In 658, the Saxons defeated the older Roman-Celtic people and captured eastern Somerset. The Saxons gave the name Summer tun (hamlet or farmstead) and it seems to have been quite an important village in Saxon times. In 949 the Witan, a kind of parliament met at Somerton. By 1086 the Domesday Book noted Somerton was still a village, but by the 13th century it had become a small market town – in 1255 it had been granted the right to hold weekly markets. In the 1270s the county courts and the county jail moved here.
For a short time, Somerton was the county town of Somerset but in 1366 the courts and the jail were moved to Ilchester. The parish church of St Michael and All Angels was built in the mid-13th century although a church existed on the site much earlier. Somerton had a market cross by the 14th century, which was rebuilt in 1673 as the Buttercross. The Old Town Hall also dates from the late 17th century and Edward Hext built almshouses in Somerton in 1626.

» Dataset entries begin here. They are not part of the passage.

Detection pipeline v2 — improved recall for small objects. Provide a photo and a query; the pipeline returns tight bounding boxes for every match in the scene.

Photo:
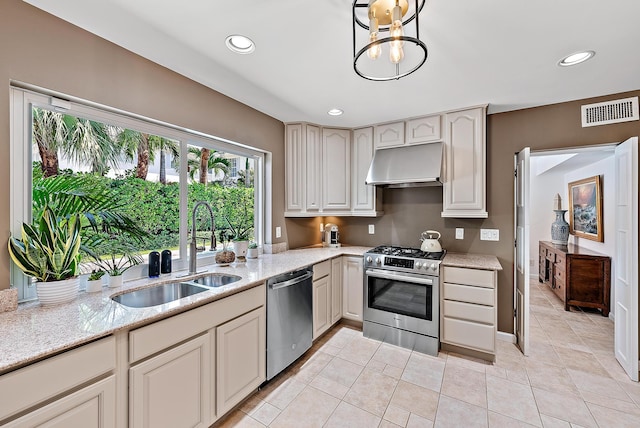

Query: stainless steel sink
[185,273,242,288]
[111,282,209,308]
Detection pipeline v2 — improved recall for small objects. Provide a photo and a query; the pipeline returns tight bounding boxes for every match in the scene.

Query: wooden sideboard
[538,241,611,316]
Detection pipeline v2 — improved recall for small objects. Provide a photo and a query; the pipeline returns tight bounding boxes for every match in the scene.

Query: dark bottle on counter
[148,251,160,278]
[161,249,172,274]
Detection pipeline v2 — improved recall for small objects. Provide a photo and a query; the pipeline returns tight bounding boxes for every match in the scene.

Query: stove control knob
[430,263,437,271]
[415,262,422,269]
[375,258,382,265]
[366,256,373,264]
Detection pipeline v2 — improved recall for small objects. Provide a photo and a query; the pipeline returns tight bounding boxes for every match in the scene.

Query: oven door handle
[365,269,434,286]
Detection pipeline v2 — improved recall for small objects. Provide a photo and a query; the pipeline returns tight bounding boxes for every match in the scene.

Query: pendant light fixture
[353,0,427,81]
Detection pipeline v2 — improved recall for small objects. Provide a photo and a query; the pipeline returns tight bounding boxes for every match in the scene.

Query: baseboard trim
[497,331,516,343]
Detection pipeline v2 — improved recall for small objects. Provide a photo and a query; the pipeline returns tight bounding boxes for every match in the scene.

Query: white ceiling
[24,0,640,128]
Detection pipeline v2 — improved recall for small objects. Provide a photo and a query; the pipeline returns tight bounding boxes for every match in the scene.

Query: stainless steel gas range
[363,245,445,356]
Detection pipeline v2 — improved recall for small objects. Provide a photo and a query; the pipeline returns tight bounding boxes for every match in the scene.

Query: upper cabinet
[322,128,351,211]
[373,122,405,149]
[286,124,381,217]
[285,105,487,218]
[352,127,382,215]
[285,124,305,212]
[441,106,488,218]
[406,115,441,145]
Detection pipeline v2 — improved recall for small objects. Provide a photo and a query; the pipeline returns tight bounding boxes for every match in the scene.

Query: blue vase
[551,209,569,246]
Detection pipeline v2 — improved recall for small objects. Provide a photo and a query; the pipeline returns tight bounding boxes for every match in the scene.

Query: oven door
[364,268,439,337]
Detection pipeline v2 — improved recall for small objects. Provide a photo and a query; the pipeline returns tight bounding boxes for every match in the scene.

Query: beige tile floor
[215,279,640,427]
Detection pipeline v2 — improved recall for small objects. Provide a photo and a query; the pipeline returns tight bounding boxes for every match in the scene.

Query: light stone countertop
[0,246,370,374]
[443,252,503,271]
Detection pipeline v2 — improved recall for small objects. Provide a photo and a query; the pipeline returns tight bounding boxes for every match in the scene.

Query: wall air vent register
[581,96,639,127]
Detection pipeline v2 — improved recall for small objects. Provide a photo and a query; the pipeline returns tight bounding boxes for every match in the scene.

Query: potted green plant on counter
[246,242,259,259]
[85,240,143,288]
[218,190,254,262]
[86,269,106,293]
[214,229,236,265]
[8,206,82,306]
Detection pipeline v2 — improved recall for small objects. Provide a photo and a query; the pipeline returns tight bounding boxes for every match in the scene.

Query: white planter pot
[232,241,249,259]
[86,279,104,293]
[246,248,259,259]
[36,277,80,306]
[108,274,124,288]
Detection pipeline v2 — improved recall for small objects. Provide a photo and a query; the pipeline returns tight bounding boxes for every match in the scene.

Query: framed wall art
[568,175,603,242]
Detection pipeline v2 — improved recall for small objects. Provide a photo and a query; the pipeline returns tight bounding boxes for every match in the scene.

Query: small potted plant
[218,192,253,261]
[86,240,143,288]
[215,229,235,265]
[86,269,106,293]
[246,242,259,259]
[8,206,82,306]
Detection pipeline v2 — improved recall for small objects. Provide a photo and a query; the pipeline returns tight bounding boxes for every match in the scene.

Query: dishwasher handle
[269,271,313,290]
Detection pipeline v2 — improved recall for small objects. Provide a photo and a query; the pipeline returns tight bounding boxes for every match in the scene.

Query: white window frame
[10,85,269,301]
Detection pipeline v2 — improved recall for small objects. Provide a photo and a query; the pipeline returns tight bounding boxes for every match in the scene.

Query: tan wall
[289,90,640,333]
[0,0,286,288]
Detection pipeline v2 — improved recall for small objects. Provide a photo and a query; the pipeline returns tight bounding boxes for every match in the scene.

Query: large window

The 19th and 20th centuries brought some changes. In 1866 Sophia Scott Gould built homes for 6 older women. The Lady Smith Memorial Hall was built in 1901. From 1858 Somerton had gaslight and in 1894 it gained a parish council. The railway arrived in 1906 but the station closed in 1962. From 1930 the streets of Somerton were lit by electricity. Today Somerton remains an attractive small town with a population of about 6,000.